I was allowed to see my mum in her care home for the first time last month.

I sat under a gazebo in the rain and wind as we called to each other through an open glass door. Mum has Alzheimer’s - the bizarre world in her head must have got a whole lot more surreal. She was upset. She hasn’t had a hug from her family - or seen a hairdresser - since March.

It’s been a long hard summer. What has been the effect of so much sensory deprivation? Have we lost our senses?

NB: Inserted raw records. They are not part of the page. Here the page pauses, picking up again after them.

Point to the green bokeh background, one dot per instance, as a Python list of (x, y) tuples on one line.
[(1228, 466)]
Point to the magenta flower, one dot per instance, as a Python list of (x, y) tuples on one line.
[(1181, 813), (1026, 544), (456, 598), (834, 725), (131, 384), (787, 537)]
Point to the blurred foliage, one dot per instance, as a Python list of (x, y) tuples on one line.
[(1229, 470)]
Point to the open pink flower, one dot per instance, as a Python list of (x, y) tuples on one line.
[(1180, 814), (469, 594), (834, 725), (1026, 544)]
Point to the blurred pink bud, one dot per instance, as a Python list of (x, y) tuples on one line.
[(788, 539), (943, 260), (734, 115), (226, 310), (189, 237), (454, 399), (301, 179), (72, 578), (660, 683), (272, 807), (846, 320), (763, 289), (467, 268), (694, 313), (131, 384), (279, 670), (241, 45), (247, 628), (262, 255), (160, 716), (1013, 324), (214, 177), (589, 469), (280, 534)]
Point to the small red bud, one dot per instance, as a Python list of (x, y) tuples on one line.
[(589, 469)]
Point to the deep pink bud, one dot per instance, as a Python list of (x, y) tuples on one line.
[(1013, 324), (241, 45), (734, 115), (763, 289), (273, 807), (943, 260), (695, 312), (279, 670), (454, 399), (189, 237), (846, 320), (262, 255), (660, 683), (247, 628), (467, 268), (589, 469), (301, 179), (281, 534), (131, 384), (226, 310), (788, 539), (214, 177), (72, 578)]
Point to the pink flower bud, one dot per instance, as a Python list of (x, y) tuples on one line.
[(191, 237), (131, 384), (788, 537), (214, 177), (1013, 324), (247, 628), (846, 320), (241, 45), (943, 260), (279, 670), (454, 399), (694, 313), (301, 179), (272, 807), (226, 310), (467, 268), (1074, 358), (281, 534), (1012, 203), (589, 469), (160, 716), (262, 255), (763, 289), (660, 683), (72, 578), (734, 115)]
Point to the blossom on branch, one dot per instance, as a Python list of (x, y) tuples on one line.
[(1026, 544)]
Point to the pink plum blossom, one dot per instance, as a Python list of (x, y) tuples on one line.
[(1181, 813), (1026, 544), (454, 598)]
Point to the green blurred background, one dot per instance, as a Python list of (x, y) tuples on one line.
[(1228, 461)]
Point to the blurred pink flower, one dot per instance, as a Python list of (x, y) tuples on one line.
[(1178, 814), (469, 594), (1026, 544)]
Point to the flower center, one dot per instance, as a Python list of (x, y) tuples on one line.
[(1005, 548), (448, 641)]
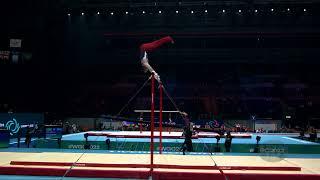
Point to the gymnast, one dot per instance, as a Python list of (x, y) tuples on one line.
[(149, 47)]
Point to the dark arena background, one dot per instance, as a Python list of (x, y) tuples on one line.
[(161, 89)]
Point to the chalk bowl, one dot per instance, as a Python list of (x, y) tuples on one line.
[(273, 151)]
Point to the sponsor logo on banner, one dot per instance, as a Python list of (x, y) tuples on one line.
[(80, 146), (15, 43)]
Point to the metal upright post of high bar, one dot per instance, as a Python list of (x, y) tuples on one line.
[(152, 122), (160, 118)]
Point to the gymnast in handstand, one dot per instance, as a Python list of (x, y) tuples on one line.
[(149, 47)]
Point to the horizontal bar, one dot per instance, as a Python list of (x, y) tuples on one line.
[(162, 166), (137, 110)]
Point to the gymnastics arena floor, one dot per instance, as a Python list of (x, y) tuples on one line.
[(52, 163)]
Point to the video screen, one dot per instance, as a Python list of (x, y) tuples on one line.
[(53, 132)]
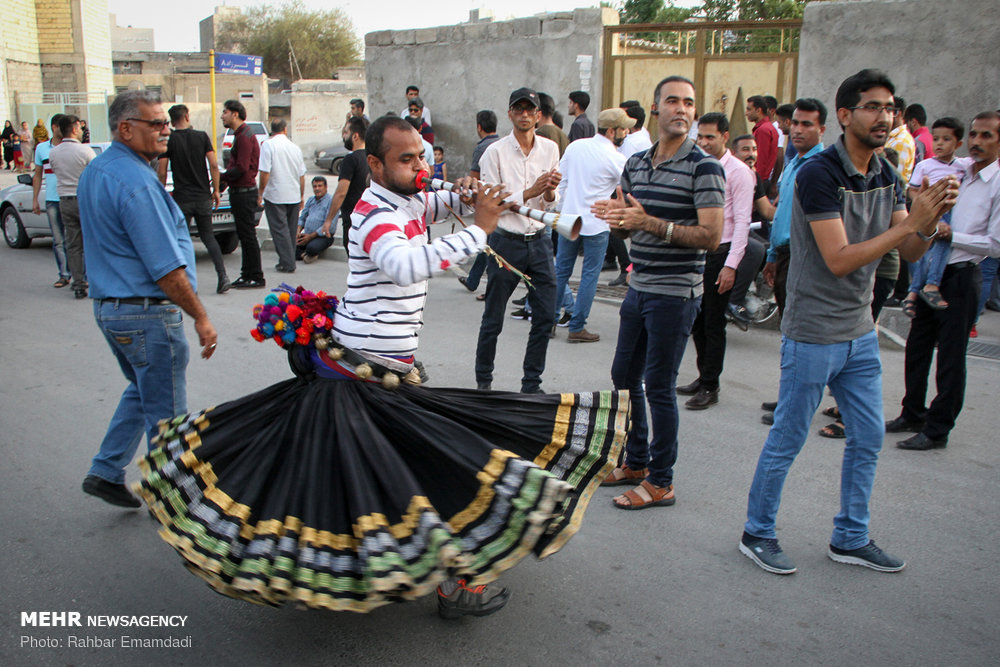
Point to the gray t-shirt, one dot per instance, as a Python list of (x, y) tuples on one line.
[(822, 308)]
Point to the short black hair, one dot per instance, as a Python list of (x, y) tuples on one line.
[(785, 111), (546, 105), (849, 92), (487, 120), (357, 125), (637, 112), (581, 98), (374, 138), (66, 124), (715, 118), (177, 113), (812, 104), (758, 102), (236, 107), (915, 112), (952, 124), (674, 78)]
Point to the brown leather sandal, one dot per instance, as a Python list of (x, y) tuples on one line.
[(624, 475), (646, 495)]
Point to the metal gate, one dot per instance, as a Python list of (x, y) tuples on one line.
[(724, 59)]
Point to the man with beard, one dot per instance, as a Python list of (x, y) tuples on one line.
[(849, 211), (352, 179)]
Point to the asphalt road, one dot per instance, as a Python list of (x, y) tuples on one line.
[(662, 586)]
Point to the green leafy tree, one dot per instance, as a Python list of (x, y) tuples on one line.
[(322, 40)]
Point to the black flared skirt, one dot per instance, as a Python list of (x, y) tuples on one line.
[(343, 495)]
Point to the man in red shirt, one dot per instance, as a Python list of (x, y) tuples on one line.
[(764, 134)]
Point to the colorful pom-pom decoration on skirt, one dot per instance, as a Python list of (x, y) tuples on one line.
[(344, 495)]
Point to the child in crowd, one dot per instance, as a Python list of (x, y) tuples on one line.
[(925, 274), (440, 168)]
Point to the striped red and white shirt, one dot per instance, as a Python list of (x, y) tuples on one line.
[(390, 261)]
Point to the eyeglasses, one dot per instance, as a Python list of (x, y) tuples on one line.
[(876, 109), (517, 111), (158, 124)]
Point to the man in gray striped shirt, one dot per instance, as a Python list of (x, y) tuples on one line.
[(670, 201)]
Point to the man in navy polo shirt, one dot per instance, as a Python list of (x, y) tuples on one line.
[(140, 264), (849, 211)]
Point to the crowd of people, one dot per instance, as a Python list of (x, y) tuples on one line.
[(829, 227)]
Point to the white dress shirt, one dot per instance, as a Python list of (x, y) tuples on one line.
[(975, 220), (591, 170), (636, 142), (282, 160), (505, 163)]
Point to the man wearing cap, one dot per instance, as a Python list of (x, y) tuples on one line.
[(528, 166), (591, 170)]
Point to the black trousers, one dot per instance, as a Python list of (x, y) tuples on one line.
[(201, 211), (948, 330), (534, 258), (244, 206), (709, 330)]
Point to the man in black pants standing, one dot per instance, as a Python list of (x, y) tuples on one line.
[(241, 178), (187, 152), (974, 234)]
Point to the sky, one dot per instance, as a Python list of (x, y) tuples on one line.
[(176, 23)]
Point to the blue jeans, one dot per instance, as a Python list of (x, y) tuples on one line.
[(58, 238), (853, 371), (652, 336), (148, 343), (929, 268), (594, 248)]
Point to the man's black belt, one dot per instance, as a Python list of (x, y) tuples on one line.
[(521, 237), (139, 301)]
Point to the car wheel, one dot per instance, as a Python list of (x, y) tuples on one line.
[(228, 241), (13, 230)]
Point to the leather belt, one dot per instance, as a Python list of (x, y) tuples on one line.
[(521, 237), (139, 301)]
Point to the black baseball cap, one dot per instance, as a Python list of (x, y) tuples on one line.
[(524, 94)]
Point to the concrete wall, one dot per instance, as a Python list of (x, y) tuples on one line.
[(943, 55), (461, 69), (319, 109)]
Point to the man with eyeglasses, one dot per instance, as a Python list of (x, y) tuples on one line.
[(526, 165), (141, 265), (848, 212), (68, 160)]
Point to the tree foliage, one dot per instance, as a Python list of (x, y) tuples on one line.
[(323, 40)]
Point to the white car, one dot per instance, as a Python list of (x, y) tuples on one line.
[(20, 225), (260, 134)]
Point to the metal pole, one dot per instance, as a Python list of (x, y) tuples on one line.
[(211, 79)]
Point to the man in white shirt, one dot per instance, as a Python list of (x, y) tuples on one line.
[(638, 139), (527, 166), (282, 185), (68, 160), (591, 170), (974, 234), (709, 330)]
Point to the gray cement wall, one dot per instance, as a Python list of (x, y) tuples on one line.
[(461, 69), (943, 55)]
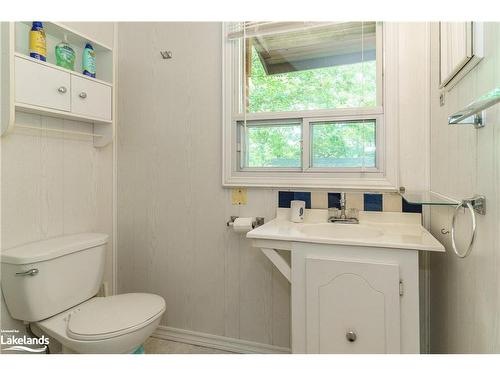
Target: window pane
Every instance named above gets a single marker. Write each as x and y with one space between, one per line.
272 145
323 67
349 144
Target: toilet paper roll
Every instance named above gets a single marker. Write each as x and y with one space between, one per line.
243 224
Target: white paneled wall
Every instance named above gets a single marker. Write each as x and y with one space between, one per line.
54 184
172 208
465 297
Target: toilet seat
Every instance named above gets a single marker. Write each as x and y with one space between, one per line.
106 317
115 324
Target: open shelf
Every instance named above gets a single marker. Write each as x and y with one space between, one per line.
427 198
54 34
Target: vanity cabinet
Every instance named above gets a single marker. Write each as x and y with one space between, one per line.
351 306
353 299
354 287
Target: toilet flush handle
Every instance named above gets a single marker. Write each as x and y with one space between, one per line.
31 272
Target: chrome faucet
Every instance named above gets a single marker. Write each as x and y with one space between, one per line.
342 206
344 218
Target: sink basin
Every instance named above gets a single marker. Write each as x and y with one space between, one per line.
331 230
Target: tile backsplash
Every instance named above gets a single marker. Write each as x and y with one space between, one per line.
389 202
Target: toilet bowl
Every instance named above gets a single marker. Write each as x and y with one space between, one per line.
53 284
115 324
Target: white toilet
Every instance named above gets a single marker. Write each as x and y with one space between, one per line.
53 283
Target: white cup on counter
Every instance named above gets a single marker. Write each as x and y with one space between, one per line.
297 209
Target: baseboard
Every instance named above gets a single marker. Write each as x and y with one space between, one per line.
217 342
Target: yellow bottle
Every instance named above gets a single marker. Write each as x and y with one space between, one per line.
38 44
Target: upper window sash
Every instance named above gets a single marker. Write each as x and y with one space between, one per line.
239 98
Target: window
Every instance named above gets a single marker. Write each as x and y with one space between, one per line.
303 100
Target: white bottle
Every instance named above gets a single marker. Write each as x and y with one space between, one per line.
297 209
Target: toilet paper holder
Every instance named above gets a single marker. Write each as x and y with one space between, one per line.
255 223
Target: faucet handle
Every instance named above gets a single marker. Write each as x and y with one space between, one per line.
353 213
333 212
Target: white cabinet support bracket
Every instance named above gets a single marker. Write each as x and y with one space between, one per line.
281 264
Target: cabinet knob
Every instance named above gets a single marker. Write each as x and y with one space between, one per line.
351 336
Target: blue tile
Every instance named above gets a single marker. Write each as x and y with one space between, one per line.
284 198
303 196
373 202
410 207
334 200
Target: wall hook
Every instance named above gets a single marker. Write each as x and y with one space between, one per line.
166 54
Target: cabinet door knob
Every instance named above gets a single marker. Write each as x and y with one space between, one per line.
351 336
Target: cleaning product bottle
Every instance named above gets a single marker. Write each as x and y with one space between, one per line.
88 63
65 55
38 44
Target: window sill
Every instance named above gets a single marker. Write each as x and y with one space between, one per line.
368 183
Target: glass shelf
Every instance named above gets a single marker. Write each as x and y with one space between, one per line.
428 198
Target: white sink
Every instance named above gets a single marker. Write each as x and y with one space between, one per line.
332 230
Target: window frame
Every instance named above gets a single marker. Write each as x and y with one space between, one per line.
354 178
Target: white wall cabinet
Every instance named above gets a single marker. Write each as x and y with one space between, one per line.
91 99
352 307
43 88
460 49
41 85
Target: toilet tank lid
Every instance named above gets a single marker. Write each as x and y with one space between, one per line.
40 251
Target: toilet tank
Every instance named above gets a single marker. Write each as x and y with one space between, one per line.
44 278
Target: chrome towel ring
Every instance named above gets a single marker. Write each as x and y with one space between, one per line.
476 204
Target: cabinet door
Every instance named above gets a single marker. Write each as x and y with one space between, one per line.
352 307
40 85
90 98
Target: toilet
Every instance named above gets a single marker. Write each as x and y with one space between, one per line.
53 284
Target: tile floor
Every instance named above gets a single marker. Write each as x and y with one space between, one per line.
159 346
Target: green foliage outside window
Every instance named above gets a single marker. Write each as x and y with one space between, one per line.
347 86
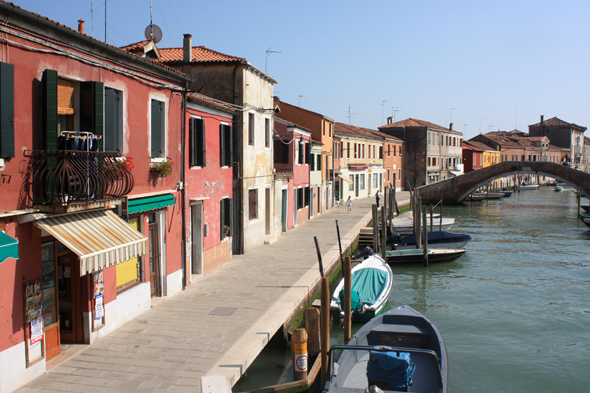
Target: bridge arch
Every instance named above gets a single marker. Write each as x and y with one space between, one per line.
456 189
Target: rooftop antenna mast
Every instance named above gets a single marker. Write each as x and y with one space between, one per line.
350 115
268 52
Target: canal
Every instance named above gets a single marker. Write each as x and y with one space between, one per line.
513 310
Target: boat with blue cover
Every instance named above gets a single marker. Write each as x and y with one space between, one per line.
372 281
436 240
400 350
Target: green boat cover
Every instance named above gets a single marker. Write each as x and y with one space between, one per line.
368 284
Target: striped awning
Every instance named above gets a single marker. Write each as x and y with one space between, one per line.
100 238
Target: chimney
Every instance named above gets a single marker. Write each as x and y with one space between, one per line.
187 48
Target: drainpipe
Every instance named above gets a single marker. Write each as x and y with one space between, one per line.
185 267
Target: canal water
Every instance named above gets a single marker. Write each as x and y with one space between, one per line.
513 310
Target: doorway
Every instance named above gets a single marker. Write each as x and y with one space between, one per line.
197 238
154 256
70 298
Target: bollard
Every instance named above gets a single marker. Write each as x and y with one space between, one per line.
299 344
347 299
312 326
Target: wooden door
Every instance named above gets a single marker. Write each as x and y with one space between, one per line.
154 256
70 298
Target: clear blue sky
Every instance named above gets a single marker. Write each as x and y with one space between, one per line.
502 64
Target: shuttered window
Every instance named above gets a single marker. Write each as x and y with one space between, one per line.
252 204
225 222
112 120
197 153
6 110
226 144
157 140
91 107
49 110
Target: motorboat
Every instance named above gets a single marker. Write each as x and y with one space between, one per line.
417 255
400 350
372 281
436 240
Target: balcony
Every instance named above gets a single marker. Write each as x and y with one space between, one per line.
65 181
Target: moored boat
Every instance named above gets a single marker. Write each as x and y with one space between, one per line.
436 240
417 255
372 281
400 350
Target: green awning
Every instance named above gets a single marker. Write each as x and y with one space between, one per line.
152 203
8 247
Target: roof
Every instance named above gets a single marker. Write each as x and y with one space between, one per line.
347 129
42 20
278 103
411 122
200 55
555 122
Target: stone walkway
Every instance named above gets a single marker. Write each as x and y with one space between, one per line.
218 325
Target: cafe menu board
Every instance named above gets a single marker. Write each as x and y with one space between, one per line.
98 306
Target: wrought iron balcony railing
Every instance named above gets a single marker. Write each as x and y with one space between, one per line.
65 177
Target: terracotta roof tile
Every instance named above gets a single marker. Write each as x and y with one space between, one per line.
200 55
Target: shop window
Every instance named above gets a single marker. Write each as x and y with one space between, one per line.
197 146
6 110
225 223
129 272
252 204
157 148
226 144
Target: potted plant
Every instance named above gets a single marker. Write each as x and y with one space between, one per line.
163 168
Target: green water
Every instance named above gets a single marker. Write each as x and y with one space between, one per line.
513 310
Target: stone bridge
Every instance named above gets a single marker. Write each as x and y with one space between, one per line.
456 189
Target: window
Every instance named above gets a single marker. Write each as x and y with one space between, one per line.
225 144
6 110
252 204
251 129
113 120
197 153
129 272
157 148
225 222
267 132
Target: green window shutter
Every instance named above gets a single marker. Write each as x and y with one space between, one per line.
191 143
49 110
156 130
6 110
111 120
92 107
200 145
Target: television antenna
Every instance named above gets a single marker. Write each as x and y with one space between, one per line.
350 115
268 52
153 32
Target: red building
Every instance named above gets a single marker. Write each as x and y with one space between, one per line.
292 159
91 159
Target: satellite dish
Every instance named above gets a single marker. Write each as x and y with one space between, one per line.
153 32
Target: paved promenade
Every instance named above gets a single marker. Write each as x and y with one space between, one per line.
218 325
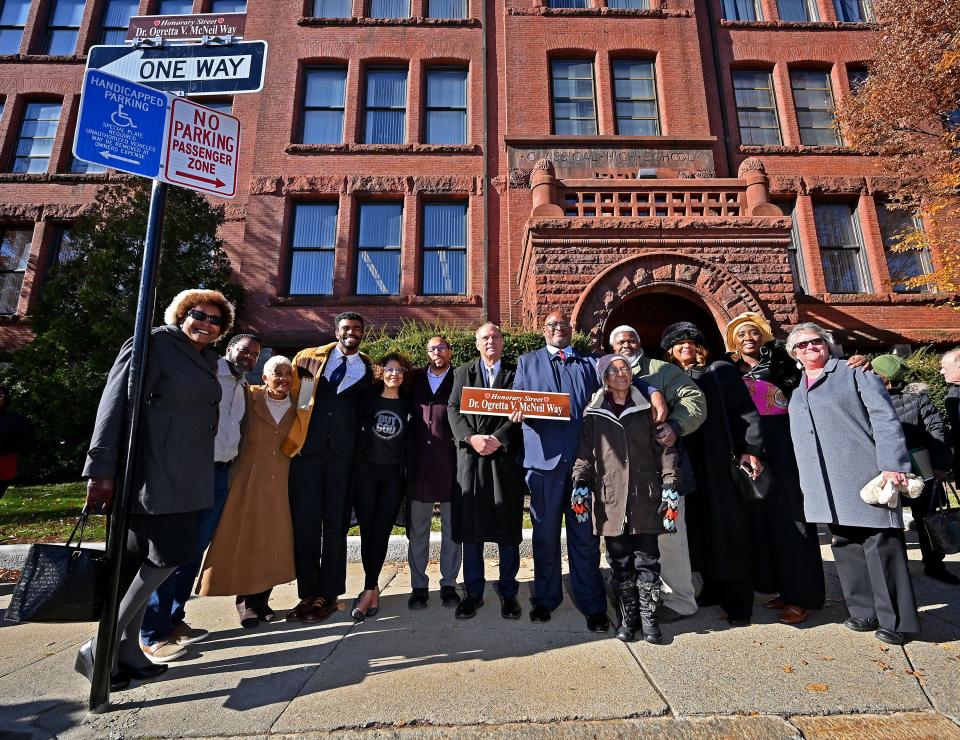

Senselessness seems to be a feature of Covid. Not just loss of smell and taste, but even our sense of sight has been changed - with many relationships only experienced through the screen of a laptop. Hearing has been silenced: with live choirs banned, we no longer experience the excitement and emotion of hearing those soaring crescendos and quiet diminuendos of collective singing.

For people living alone, physical affection has been forbidden. Yet touch is the most primal, basic instinct of all, deeply important to our sense of belonging to the human family. When babies are born they cry and we instinctively pick them up and hold them. Along with hearing, touch is the last sense experienced before death itself. Yet people have been dying without the comfort of their loved ones, our dead buried without inviting mourners to come together. And mothers have given birth without the company and warmth in those first few months of their own mothers and sisters.

Even if there is a second lockdown we need to find a better way of managing things, and use our collective sense of balance and imagination. Senses and feelings are vital for mental health.

How come the government has looked after the grown up’s playgrounds, whilst the children’s are still taped up and out of bounds? Off-licences were deemed essential from the start; golf courses, tennis club courts and fishing opened up eight weeks ago.

Children need to play – it’s how they grow and develop their skills and relationships. How many children in London have no garden? This should have been an absolute priority.

Deprived of cuddles from grandparents, many children are frightened by the toll of deaths published daily. They won’t understand that statistics are complex and that many who died were already very frail. But they will fear they can contaminate and ‘kill someone,’ especially a loved family member, by their very presence.

This is a frightening idea for everyone and one that the authorities would do well to help people with. Some are so fearful they have barely left home since March.

Let’s use the fresh air of the summer months to help gain confidence again, to balance fear of infection with the joie de vivre that has become so lost. We must find a better, more human way to deal with Covid.

There is no point in saving physical life if we lose our sense of feeling alive.

• Sue Hessel is a psychotherapeutic counsellor and teaches counselling skills, specialising in attachment and loss. She also runs the Crouch End Carers Coffee Morning Group at Abide church hall.